Для Клауса у меня был специальный альбом. В него я включил вид улицы Нью-Йорка. На переднем плане был виден человек, очень похожий на нашего товарища, с которым Клаус работал во время войны.
Клаус открыл дверь и, видимо, не хотел со мной разговаривать, но, увидев открытый альбом, не утерпел и пригласил зайти. Он очень внимательно рассмотрел все снимки и особенно долго изучал снимок с портретом. Задавал вопросы по технике изготовления копий, но я чувствовал, что он хотел мне задать несколько вопросов именно по этому снимку. Наконец Клаус сказал, что купит альбом, и предложил зайти в соседний бар выпить кружку пива. Альбом он взял с собой. Я заказал мюнхенского, и пока мы ждали, он снова открыл альбом на снимке со знакомым лицом. Спросил, кто этот человек. Я пожал плечами: «Случайный прохожий».
Принесли пиво, и после традиционного «прозит!» Клаус стал говорить о том, что знал этого человека во время войны и очень хотел бы его снова встретить. Он неплохо говорил по-английски и очень старательно подбирал слова. Я ему задавал наводящие вопросы, на которые он отвечал осторожно, продумывая каждую фразу. Он их формулировал так, что человек, осведомленный о его прошлом, понял бы многое, что не почувствовал бы и не понял другой, не знающий Клауса.
У разведчиков очень острый нюх на своих. Много раз, встречаясь со связниками, которых никогда до того не видел, я безошибочно узнавал их среди других окружающих лиц. Возможно, Клаус чувствовал нечто подобное, разговаривая со мной. Во всяком случае, когда мы прощались на углу, он попросил меня в следующий приезд обязательно к нему зайти и, уходя, сказал по-немецки: «А если вы увидите Зигмунда, передайте ему привет от меня». В ответ я спросил: «Кто это — Зигмунд?» Вместо ответа он помахал рукой и сказал: «Ауфидерзейн».
Через месяц Центр сообщил мне, что наши считают: с Клаусом можно поговорить откровенно. Мне дали нужные условия встречи. Наше сотрудничество с Таубе продолжалось несколько лет. Он работал в учреждении, имевшем для нас большой интерес. Впоследствии мы вывели его из США, когда к нему стали проявлять слишком большой интерес американские органы безопасности.

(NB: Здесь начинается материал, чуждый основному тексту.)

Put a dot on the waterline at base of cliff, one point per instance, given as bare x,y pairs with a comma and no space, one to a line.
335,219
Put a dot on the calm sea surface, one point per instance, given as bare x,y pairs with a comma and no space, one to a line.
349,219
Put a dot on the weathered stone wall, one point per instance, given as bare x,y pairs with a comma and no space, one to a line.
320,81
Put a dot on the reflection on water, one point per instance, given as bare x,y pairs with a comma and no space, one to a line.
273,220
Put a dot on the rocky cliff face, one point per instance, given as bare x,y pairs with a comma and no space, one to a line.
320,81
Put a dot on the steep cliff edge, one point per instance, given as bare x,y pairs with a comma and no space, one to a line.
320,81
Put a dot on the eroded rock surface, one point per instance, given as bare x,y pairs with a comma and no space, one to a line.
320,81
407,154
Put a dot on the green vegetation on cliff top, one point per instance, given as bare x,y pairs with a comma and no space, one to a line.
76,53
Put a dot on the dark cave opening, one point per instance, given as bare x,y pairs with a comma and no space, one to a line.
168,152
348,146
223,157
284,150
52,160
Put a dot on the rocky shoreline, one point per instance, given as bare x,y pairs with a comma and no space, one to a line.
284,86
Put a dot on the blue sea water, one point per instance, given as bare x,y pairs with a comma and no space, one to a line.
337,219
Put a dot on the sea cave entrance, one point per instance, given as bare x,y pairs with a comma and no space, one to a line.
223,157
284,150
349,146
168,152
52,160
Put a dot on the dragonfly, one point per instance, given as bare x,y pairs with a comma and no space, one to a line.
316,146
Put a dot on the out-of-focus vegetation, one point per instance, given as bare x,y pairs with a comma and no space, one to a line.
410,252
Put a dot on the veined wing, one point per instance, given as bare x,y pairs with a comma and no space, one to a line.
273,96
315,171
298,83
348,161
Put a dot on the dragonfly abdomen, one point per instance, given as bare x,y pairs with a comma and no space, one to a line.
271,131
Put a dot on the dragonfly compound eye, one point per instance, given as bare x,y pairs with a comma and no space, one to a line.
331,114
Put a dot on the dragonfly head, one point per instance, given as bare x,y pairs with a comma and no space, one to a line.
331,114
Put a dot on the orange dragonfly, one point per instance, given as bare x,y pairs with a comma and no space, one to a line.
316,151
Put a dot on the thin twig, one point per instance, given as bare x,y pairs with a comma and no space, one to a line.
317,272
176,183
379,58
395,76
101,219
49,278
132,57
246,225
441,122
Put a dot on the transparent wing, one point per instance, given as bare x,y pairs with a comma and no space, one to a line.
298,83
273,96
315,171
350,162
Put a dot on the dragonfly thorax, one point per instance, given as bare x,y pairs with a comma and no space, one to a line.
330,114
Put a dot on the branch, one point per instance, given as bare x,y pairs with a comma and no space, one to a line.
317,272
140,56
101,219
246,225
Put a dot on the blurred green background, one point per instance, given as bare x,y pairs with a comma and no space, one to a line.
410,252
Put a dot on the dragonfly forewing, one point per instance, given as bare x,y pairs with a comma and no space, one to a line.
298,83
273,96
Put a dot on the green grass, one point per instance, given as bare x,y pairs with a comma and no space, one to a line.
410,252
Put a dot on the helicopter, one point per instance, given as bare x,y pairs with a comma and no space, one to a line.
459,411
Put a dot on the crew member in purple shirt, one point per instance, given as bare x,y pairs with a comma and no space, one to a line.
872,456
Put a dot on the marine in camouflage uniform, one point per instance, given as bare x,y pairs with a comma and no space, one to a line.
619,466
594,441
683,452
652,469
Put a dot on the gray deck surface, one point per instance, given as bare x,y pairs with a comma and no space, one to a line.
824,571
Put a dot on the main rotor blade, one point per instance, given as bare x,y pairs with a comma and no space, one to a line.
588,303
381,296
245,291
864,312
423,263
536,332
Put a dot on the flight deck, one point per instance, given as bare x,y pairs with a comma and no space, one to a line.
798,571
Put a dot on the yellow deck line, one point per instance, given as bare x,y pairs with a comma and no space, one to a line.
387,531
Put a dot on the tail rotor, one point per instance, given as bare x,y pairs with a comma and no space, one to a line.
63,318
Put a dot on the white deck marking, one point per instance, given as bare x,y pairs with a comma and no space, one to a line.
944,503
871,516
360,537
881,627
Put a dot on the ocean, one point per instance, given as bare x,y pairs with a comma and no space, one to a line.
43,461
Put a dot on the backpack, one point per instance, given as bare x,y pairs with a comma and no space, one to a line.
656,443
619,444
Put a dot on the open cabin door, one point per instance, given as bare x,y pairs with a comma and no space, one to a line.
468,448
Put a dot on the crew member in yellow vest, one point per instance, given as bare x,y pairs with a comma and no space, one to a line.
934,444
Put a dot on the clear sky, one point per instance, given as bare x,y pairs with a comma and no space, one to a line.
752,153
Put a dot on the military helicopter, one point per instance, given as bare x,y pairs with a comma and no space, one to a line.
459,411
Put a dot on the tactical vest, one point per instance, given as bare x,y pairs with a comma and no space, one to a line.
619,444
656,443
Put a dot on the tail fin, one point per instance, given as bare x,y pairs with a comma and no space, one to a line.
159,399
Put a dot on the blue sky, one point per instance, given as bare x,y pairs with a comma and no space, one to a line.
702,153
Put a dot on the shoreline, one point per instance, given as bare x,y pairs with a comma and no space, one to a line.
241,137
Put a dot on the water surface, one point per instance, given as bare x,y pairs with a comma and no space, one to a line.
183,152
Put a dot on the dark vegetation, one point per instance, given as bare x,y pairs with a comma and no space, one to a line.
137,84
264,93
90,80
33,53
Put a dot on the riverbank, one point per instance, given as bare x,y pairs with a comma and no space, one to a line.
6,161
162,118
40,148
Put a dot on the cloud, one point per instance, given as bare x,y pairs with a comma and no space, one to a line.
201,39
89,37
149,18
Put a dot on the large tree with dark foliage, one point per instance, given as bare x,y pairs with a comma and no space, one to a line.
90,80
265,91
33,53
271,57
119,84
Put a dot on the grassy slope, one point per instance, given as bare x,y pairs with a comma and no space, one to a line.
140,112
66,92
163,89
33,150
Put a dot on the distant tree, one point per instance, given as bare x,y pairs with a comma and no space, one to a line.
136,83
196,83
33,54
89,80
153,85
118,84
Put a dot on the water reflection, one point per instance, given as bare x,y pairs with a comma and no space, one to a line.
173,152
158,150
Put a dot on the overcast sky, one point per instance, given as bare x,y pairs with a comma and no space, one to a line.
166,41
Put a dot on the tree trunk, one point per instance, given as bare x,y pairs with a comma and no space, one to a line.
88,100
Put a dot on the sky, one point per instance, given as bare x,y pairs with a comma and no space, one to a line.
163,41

Еще меня часто спрашивают о роли случайности в нашей работе. Мне кажется, что задающие вопрос не совсем ясно представляют, что собой представляет «случайность». Если понимать ее как нечто непредвиденное в ходе операции, то разведчик должен убедиться в том, что он ее не мог предвидеть, и серьезно подумать о том, как повернуть эту случайность в свою пользу.
Все эти случаи характерны тем, что человек, наблюдавший «случайность», думал и осмысливал ее. Важно не только отметить «случайность», надо ее понять. В этом смысле разведчик должен быть таким же вдумчивым, как и ученый.